Near death, Emperor Ezar insists that Aral is the only one who can protect his grandson and heir, four-year-old Gregor, as regent. Aral at first refuses, but Cordelia convinces him to take the job.

==Reception==
In 1996 Christian Weisgerber wrote: "Enriching the standard space opera there is a plethora of intrigues, chicanery, and betrayal, but also Bujold's mild-mannered humor, good characterization, and the tender love affair between the protagonists.
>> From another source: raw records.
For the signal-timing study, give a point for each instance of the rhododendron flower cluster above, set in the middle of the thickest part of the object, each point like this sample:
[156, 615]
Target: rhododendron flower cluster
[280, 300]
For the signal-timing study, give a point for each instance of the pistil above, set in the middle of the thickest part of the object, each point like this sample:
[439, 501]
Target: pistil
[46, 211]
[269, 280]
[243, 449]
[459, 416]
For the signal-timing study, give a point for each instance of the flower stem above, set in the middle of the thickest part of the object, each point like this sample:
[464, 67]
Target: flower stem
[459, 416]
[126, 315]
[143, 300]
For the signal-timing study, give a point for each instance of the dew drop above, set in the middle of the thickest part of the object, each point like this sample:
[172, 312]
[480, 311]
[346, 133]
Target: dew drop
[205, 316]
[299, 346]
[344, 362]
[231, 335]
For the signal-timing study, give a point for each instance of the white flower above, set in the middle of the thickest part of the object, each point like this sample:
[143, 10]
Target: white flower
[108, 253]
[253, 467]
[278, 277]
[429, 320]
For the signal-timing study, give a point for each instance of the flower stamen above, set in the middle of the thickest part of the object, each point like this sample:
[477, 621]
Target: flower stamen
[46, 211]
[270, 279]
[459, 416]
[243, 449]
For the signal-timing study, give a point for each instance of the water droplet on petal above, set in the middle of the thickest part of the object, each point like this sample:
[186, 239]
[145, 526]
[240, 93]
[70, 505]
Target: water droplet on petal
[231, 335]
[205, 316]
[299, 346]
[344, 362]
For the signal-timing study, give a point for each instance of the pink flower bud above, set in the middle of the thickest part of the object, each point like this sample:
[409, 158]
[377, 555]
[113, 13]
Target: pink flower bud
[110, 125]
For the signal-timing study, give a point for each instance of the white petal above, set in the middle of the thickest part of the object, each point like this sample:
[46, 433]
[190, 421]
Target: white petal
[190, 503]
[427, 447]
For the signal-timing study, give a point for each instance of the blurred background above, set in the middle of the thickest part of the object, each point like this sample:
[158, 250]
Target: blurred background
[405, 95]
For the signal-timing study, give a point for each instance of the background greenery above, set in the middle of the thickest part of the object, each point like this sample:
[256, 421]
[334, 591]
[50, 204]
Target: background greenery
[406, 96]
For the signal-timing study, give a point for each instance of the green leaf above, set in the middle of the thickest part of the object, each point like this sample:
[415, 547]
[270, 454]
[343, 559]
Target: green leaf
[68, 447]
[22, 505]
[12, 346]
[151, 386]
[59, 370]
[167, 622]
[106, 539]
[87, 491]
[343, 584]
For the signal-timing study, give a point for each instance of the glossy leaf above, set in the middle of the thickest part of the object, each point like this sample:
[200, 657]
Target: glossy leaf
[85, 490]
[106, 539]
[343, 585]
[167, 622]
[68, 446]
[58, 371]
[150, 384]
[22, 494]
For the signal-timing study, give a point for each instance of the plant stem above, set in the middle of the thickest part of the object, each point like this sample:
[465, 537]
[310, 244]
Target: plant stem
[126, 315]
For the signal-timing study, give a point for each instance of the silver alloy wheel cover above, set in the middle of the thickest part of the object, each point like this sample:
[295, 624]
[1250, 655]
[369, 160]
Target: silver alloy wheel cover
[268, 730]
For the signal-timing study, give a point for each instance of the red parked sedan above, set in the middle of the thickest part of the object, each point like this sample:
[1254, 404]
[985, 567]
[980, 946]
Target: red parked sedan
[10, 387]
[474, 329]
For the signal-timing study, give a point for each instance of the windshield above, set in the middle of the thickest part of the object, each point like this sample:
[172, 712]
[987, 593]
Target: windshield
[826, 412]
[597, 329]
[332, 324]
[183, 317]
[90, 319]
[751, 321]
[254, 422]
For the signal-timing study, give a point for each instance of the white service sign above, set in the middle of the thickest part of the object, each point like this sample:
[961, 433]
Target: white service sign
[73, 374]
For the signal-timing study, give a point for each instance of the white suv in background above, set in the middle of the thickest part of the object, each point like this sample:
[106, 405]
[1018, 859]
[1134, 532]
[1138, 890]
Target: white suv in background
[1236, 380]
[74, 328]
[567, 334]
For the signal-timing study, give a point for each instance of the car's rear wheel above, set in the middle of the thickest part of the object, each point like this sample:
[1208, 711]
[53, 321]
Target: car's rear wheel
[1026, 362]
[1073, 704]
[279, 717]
Shards of Honor is an eminently readable novel but lacks any originality."

Writing for SF Reviews in 2004, Thomas M. Wagner took issue with the plausibility of some elements of the novel, but concluded by saying that "Shards of Honor is, in the end, a fine debut for Bujold (and) a fine space opera".

In 2009 Jo Walton wrote that Shards of Honor "couldn’t be less like a standard first novel in a series" in that it takes place before the main character of the saga is even born. Praising the "emotional depth" and "genuine ethical dilemmas" Bujold weaves into the narrative, Walton calls the protagonist Cordelia "what totally grabbed me about [the novel] on first reading and on every subsequent read."

== Sequel and related works ==
Shards of Honor as originally published was a truncated version of a much longer work (Mirrors was the original working title). The rest eventually appeared as the short story Aftermaths and the Hugo-winning Barrayar. The three were later re-published together as Cordelia's Honor.

In Barrayar, Bothari emerges as a much more important character, as does Ensign (later Captain) Koudelka who has a brief appearance in Shards of Honor before being seriously injured, an injury which defines him for the rest of his life. Simon Illyan also becomes a major character, while the baby Elena becomes a hostage, with the as yet unborn Miles Vorkosigan, in the hands of Vorkosigan's enemies.

The planet on which Cordelia and Aral Vorkosigan met becomes the Barrayaran colony Sergyar, named for the dead prince. As Count and Lady Vorkosigan they become its viceroy and vicereine after the end of Aral Vorkosigan's regency.

In Bujold's next published novel, The Warrior's Apprentice, Miles and Elena both appear as teenagers 17 years after the events in Barrayar.